The partners will add the TruSight Oncology 500 ctDNA assay to the Precision Oncology Solutions service offerings in 2023, initially for assessing hereditary breast, ovarian, prostate, and pancreatic cancer risk and for helping guide treatment decisions for patients with advanced solid tumors. However, in the future, Myriad is planning to add other liquid biopsy and companion testing options, such as the ability to assess measurable residual disease (MRD).
Diaz said during the call that Myriad has decided to internally develop an MRD test after exploring a range of options, including M&A. "Myriad's current workflow, coupled with our technologies and commercial capabilities gives us the best opportunity to have a market leading MRD test that serves the current and emerging needs of healthcare providers," he said, noting that the goal is to develop bespoke MRD assays for patients based on the mutations in their tumors, which then can be used for monitoring cell-free DNA for signs of cancer relapse after surgical resection.
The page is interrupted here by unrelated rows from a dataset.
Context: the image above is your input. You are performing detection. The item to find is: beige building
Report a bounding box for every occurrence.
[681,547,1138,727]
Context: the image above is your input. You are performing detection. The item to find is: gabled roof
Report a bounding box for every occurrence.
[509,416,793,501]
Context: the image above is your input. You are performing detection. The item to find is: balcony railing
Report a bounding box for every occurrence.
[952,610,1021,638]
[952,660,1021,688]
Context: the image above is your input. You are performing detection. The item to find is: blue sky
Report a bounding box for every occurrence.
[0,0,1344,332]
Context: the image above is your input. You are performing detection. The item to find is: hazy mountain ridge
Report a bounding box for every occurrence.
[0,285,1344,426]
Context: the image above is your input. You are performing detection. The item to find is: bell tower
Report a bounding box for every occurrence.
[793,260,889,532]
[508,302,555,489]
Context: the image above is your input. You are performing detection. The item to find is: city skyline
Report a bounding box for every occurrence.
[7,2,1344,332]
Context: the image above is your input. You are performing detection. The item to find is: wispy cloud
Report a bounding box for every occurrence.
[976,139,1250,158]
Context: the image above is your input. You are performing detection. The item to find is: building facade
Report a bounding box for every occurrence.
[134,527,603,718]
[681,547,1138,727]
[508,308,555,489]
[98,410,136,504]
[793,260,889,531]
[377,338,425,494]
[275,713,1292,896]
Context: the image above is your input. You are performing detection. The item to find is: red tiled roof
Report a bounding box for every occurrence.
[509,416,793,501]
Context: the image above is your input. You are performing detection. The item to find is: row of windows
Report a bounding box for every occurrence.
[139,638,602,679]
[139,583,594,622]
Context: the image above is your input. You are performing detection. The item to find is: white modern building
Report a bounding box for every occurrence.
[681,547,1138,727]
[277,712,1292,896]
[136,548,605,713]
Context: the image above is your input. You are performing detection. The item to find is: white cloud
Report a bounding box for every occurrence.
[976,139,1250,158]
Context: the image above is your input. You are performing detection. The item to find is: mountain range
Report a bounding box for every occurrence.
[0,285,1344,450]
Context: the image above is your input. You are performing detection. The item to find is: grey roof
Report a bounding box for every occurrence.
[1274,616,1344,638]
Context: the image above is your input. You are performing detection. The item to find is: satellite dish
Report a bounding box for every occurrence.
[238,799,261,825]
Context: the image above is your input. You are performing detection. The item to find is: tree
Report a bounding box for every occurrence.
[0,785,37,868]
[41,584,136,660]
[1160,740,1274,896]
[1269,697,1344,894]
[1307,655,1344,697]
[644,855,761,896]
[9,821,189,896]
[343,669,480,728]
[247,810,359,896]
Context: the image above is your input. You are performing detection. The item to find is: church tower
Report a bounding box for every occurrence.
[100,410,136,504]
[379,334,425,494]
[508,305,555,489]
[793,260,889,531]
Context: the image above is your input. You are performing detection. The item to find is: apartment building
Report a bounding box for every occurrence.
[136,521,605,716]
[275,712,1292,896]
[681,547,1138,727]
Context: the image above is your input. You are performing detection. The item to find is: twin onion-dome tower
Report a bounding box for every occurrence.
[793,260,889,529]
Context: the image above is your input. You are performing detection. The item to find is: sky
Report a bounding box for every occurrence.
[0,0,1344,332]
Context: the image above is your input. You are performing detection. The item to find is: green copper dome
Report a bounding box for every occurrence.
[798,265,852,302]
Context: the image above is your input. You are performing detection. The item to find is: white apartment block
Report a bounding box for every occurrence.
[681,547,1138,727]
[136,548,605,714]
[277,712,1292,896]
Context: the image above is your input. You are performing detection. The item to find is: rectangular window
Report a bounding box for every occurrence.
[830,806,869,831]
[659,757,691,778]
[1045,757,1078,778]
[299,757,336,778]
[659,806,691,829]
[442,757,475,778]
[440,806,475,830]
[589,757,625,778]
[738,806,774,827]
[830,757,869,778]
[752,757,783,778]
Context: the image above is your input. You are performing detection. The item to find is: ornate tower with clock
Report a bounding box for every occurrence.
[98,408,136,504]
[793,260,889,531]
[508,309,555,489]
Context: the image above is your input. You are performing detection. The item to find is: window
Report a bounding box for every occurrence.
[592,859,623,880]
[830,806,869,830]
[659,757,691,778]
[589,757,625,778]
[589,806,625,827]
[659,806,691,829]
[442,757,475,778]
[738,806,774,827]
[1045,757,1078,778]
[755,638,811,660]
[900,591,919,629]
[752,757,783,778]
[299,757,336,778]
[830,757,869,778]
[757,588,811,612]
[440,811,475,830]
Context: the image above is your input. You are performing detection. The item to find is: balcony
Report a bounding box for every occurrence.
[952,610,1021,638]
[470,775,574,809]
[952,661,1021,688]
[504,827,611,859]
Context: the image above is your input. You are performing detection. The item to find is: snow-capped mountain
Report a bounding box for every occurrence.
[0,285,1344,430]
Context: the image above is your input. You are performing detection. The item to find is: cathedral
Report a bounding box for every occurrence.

The Salt Lake City-based firm is developing a prototype in-house that it expects to launch with pharma partners in 2023 and use it in studies to gather the necessary validation data for a commercial test. To develop the pre-operative tumor assessment part of the MRD test, Myriad will use the validated tumor/normal sample prep, sequencing, and bioinformatics processes already in place for its US Food and Drug Administration-approved MyChoice CDx tumor sequencing test. For the post-operative MRD monitoring aspects, the firm will rely on the cell free DNA isolation and targeted NGS testing methods that it uses for its prenatal screening tests.
By developing the MRD test in-house, Diaz said Myriad hopes to develop a differentiated, competitive product at a fraction of the cost competitors have paid to acquire assets in this market. But it will enter a crowded market featuring products from Natera, Inivata, and Invitae (which acquired its MRD test through its acquisition of ArcherDx).
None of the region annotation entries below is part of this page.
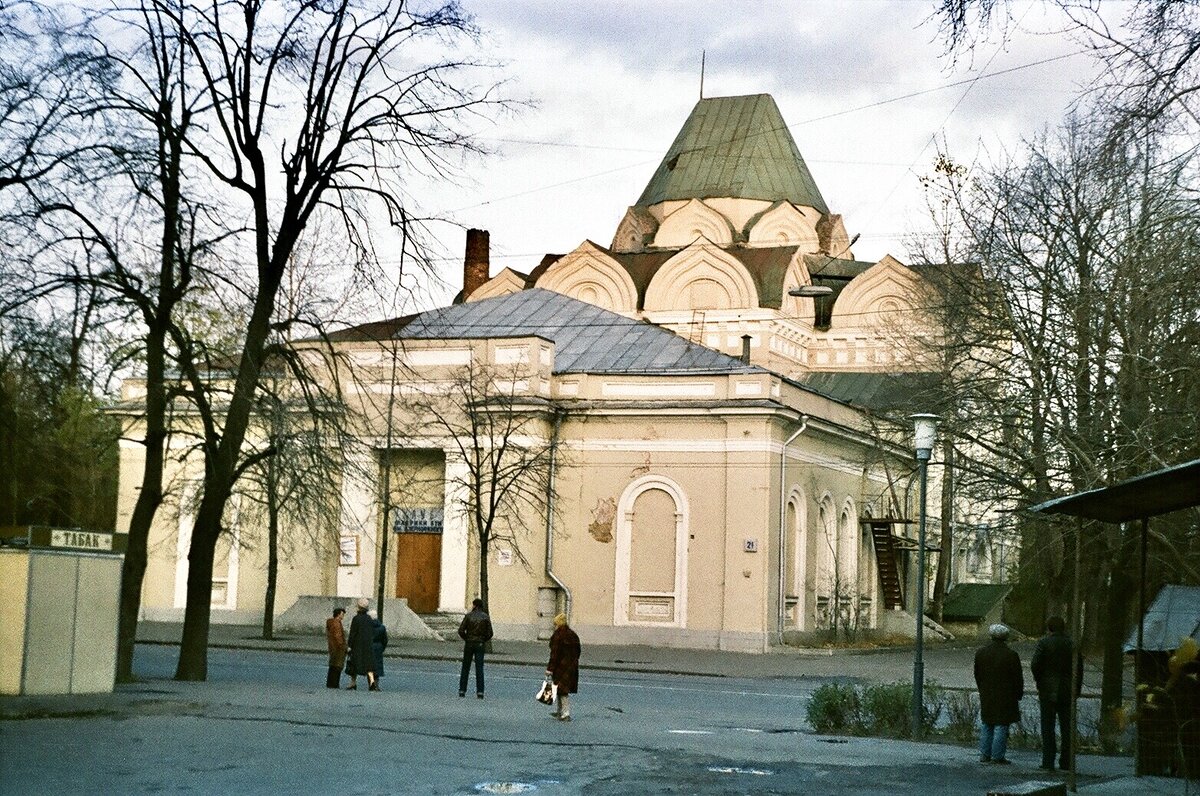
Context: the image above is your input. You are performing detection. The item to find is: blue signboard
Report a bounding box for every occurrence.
[392,505,443,533]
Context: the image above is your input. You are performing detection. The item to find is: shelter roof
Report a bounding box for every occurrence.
[942,583,1013,622]
[1030,459,1200,522]
[1124,586,1200,652]
[331,288,766,376]
[636,94,829,213]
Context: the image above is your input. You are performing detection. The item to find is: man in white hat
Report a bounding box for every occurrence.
[974,624,1025,765]
[346,597,379,692]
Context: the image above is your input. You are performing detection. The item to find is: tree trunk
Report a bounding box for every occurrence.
[263,492,278,641]
[175,513,224,681]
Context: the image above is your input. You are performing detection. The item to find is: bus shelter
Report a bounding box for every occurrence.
[1030,459,1200,779]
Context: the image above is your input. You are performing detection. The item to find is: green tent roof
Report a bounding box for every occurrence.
[637,94,829,213]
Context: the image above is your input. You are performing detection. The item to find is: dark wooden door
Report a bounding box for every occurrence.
[396,533,442,614]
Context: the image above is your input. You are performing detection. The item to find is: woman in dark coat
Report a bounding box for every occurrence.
[974,624,1025,765]
[346,597,379,690]
[546,614,580,722]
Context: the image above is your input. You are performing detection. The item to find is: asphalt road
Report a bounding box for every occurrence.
[0,646,1123,796]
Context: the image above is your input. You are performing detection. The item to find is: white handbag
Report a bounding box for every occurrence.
[534,677,558,705]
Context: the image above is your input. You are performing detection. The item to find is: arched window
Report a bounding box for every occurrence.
[613,475,688,627]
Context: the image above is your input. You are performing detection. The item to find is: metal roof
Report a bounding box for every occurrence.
[395,287,766,375]
[637,94,829,213]
[794,371,941,412]
[1030,459,1200,522]
[1124,586,1200,652]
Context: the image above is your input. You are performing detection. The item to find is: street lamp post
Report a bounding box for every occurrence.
[910,414,937,738]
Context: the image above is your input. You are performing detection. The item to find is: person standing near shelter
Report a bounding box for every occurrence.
[458,597,492,699]
[1030,616,1084,771]
[325,605,346,688]
[974,624,1025,765]
[346,597,379,690]
[546,614,581,722]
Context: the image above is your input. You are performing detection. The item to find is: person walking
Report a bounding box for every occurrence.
[367,611,388,692]
[974,624,1025,765]
[325,605,346,688]
[1030,616,1084,771]
[458,597,492,699]
[346,597,378,690]
[546,614,581,722]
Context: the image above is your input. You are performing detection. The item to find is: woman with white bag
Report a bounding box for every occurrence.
[546,614,580,722]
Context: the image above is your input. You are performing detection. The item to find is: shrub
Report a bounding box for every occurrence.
[808,683,863,735]
[863,682,946,738]
[946,692,979,741]
[863,683,912,738]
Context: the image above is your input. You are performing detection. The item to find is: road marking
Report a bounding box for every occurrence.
[708,766,775,777]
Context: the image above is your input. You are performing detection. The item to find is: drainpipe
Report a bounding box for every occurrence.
[775,414,809,644]
[546,409,571,616]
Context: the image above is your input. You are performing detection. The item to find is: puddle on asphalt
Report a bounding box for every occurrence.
[475,782,538,794]
[708,766,775,777]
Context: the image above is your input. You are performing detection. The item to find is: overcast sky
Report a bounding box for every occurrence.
[400,0,1093,306]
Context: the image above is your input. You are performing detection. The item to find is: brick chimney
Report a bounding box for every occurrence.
[462,229,492,301]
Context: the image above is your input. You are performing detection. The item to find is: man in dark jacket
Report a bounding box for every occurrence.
[346,597,379,690]
[458,597,492,699]
[1030,616,1084,771]
[974,624,1025,765]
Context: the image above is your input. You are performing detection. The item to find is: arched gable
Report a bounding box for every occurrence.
[780,250,817,327]
[463,268,524,301]
[611,207,659,252]
[644,240,758,311]
[654,199,733,249]
[746,202,821,253]
[536,240,637,315]
[829,255,920,330]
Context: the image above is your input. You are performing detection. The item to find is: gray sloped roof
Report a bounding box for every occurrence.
[942,583,1013,622]
[635,94,829,213]
[395,288,763,375]
[1124,586,1200,652]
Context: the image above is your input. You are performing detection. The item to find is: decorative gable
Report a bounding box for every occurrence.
[536,240,637,315]
[829,255,920,330]
[463,268,526,301]
[746,202,820,252]
[646,239,758,311]
[654,199,733,249]
[612,205,659,252]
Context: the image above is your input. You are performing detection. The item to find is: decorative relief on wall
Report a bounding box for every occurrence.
[588,497,617,544]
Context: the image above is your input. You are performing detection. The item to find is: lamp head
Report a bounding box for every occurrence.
[908,414,938,461]
[787,285,833,299]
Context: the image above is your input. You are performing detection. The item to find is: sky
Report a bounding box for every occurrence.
[398,0,1096,309]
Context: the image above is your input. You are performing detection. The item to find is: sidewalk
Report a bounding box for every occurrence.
[0,622,1186,796]
[138,622,974,688]
[138,622,1100,696]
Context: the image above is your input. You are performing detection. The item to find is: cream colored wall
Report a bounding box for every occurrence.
[0,550,29,695]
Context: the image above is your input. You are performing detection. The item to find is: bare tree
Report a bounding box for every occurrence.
[409,357,557,605]
[907,113,1200,749]
[85,0,501,680]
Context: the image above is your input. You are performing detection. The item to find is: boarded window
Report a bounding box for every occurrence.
[629,489,676,592]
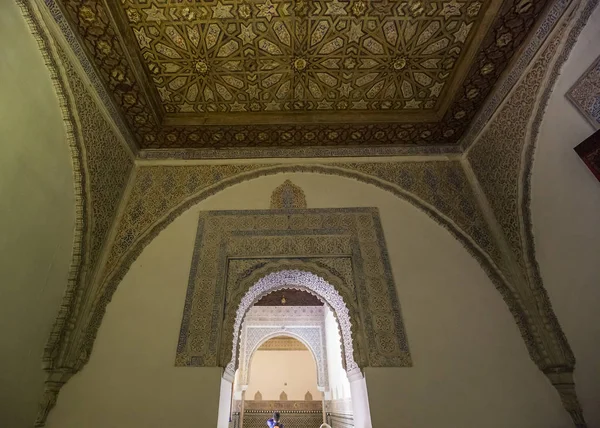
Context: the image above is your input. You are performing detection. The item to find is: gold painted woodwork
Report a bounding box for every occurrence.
[107,0,501,126]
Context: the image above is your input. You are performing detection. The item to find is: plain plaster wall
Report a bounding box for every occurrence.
[531,7,600,427]
[47,174,570,428]
[246,350,321,400]
[0,1,75,428]
[325,307,351,402]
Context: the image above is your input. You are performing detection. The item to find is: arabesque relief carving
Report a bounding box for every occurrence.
[20,0,597,427]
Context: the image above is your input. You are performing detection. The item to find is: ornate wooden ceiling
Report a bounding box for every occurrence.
[56,0,546,148]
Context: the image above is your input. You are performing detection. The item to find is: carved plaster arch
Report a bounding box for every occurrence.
[73,164,550,408]
[225,270,360,377]
[91,164,542,372]
[17,0,91,370]
[239,326,329,391]
[221,259,367,369]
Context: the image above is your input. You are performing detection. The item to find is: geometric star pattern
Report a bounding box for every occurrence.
[123,0,490,113]
[57,0,548,150]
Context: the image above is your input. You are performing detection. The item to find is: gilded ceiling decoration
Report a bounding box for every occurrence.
[60,0,546,148]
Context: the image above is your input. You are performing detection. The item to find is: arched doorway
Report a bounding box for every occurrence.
[219,270,371,428]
Myriad ended the quarter with $165.2 million in cash and cash equivalents and $103.2 million in marketable investment securities.
Diaz said that the firm is confident that the investments Myriad made in new technological capabilities, product enhancements and product rollouts in Q1 will "significantly improve the company’s competitive position and will accelerate growth in the second half of 2022 and 2023."
The firm reiterated that it expects full-year revenues in 2022 to be in the range of $670 million to $700 million and adjusted EPS in the range of $.00 to $.20.